June 29, 2013

"Sontag: Reborn" is as Original as Its Subject


My mother gave me my first diary when I was eight years old and I continued to keep a journal into my 30s, thinking, I’m now chagrined to confess, that I might one day be famous and so should leave a road map showing how I had become so.

I assume that the young Susan Sontag had much the same thoughts. Only while I was checking out Nancy Drew on my adolescent trips to the library, she was racing through André Gide. Sontag: Reborn, the one-woman show that is ending its run at New York Theatre Workshop this weekend, provides other keen insights into what made Sontag, who died in 2004, perhaps the last great public intellectual in America and certainly one of the most fascinating.
 
I’m sorry that I’m just now getting to talking about this show because it’s one of the most thought-provoking I’ve seen this year.  Moe Angelos, a co-founder of the theatrical group Five Lesbian Brothers, has crafted a one-woman show out of excerpts from the journals Sontag started keeping in her teens. 

They're presented as an interior duologue between the younger Sontag and her older self, represented by the projection of a prerecorded image of Angelos, brandishing a cigarette and flaunting the skunk-like streak of white hair that became Sontag’s trademark in her later years.

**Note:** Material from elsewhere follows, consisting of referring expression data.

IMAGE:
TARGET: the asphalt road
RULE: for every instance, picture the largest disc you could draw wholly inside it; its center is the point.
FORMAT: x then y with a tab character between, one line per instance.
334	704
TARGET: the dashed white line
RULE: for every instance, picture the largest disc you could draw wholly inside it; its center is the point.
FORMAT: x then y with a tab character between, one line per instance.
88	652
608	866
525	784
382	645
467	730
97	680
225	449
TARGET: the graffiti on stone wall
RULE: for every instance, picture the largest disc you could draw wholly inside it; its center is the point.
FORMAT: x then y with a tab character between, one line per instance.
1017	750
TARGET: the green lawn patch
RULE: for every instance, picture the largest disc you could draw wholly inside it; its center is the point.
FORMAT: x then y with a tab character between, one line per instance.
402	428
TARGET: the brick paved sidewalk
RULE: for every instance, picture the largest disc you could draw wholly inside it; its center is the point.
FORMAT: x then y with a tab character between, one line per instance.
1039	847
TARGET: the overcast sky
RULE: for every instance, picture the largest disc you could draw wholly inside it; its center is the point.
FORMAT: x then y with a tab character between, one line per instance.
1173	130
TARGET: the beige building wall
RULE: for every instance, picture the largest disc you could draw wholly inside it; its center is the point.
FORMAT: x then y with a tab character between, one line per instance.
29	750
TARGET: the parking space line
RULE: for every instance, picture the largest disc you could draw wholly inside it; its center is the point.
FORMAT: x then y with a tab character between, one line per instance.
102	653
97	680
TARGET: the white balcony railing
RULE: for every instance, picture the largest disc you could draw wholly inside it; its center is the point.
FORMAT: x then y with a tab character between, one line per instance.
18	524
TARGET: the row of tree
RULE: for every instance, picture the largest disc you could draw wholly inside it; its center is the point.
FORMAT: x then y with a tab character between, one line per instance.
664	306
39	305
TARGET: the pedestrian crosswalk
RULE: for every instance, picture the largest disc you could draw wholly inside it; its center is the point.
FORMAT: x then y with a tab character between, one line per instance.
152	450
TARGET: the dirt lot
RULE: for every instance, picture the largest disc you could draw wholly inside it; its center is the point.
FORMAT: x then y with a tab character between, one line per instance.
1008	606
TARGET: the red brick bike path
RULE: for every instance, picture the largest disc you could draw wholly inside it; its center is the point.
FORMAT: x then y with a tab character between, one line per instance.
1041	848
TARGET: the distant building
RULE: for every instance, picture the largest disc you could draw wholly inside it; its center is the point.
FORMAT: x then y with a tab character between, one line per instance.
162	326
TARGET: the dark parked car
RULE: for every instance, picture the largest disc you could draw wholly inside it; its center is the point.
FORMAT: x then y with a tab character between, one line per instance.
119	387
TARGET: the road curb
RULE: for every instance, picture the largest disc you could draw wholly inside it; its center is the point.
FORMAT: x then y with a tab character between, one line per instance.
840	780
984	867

 But it’s the younger Sontag who beguiles. Angelos makes her an earnest and often arrogant young woman, aware of her prodigious intellect (she started college at 15) and desperate to show it off. The young Susan lists the books she’s reading, the films (mainly foreign, of course) that she wants to see and, later, her wanderings across the intellectual landscape of Europe in the ‘50s.  
 
Other journal excerpts lament her marriage at 17 to a man 11 years older and the motherhood that quickly followed with the birth of her son David, whom she would leave for long stretches of his boyhood but who would eventually become the editor of her posthumously published journals. And still other entries agonize over her awakening identity as a gay woman and her tempestuous love affair with the director María Irene Fornés.

Angelos and director Marianne Weems have worked hard to find inventive ways to turn what might have been a boring reading into an engrossing theatrical experience. Sontag Reborn makes the most integrated use of video projections that I’ve yet seen. 
 
As Sontag’s observations pour out, video projections of her writing and photographic scenes of the places she describes fill large parts of the scrim, creating the feeling you’ve climbed inside her brain and are watching as the ideas are formed and her genius honed. Big kudos to video designer Austin Switser and lighting designer Laura Mroczkowski.

The play, which runs a tight 75 minutes, ends just before the publication of Sontag’s groundbreaking essay “Notes on Camp” (which you can read by clicking here).  
 
Unlike my more learned friend Jessie, who saw the show with me, I’d read very little Sontag beforehand and I had worried that Sontag: Reborn might be too heady for me. But I was riveted throughout.  

“Intelligence is really a kind of taste: taste in ideas,” Sontag once said.  Hers, of course, was first class.  As is this little show.